I admitted not too long ago that I don’t really know much about watercoloring. I’m almost embarrassed to admit that considering how popular watercoloring is these days. I decided it was time to learn! I played around with some techniques recently and now I know five different ways to watercolor! I’m hoping to start making technique videos, and if so I will definitely share some of these techniques. Watercoloring is such a neat way to create unique backgrounds and accents for projects, I can tell it’s going to be a staple in my ‘technique toolbox’ for future projects.
Today I’m sharing some watercolor thank you cards that I made for a recent card swap with demonstrators on my team. Are you new to watercoloring? Here are some basics.

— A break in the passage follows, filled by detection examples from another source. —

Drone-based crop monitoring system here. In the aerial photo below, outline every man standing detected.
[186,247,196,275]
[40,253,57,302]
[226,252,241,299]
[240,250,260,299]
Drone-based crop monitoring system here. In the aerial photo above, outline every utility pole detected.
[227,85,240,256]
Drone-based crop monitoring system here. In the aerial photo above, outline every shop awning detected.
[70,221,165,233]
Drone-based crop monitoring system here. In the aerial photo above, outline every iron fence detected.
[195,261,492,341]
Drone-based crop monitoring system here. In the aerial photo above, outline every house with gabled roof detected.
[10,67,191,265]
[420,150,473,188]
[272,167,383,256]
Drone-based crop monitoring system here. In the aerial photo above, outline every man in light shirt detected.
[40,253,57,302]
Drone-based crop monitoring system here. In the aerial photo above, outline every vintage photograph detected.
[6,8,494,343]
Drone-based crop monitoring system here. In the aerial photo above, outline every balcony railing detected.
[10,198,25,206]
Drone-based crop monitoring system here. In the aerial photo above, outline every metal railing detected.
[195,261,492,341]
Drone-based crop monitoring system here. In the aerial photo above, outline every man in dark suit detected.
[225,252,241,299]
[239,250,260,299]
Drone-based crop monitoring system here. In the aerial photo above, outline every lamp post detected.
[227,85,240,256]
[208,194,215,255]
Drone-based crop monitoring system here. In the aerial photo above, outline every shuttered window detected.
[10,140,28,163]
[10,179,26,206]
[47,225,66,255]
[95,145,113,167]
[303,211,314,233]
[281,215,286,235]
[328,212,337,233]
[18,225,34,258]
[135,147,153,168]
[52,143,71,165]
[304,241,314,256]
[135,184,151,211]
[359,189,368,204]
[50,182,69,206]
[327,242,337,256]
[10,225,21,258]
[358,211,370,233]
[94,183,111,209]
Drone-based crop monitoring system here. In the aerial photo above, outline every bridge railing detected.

It’s best to use watercolor paper when you’re attempting to watercolor. It absorbs the excess water without bubbling up. When the paper dries it might curl, but it’s easy enough to flatten it out.
I made the watercolor portion of these cards by applying ink directly to a clear block. You can do this a number of ways: place the block directly on an ink pad, color the block using Stampin’ Write markers, or swirl color onto the block using ink refills. You will probably want to use a few colors to get the neat color blending effect. For these cards I used Bermuda Bay, Island Indigo and Night of Navy. Always apply the lightest of the colors first, so that you don’t end up with dark ink contaminating your lighter ink pads or markers.
After the ink is on the block, spritz the block with water using a Stampin’ Spritzer. I usually spray it 4-6 times for a larger sized block. Then, with a Stampin’ Pierce mat under your watercolor paper, apply the block directly to the paper and ‘stamp’ it. If your color doesn’t fully soak into the paper and you end up with white spots, you can decide whether you like that look or not. If you want the color covering the paper, just spritz your block a few more times and stamp again. I left the white spots for the card on the left but decided to restamp the one on the right so that the color fully absorbed into the paper.
I can’t wait to try out more color combinations using this technique. The sky is the limit!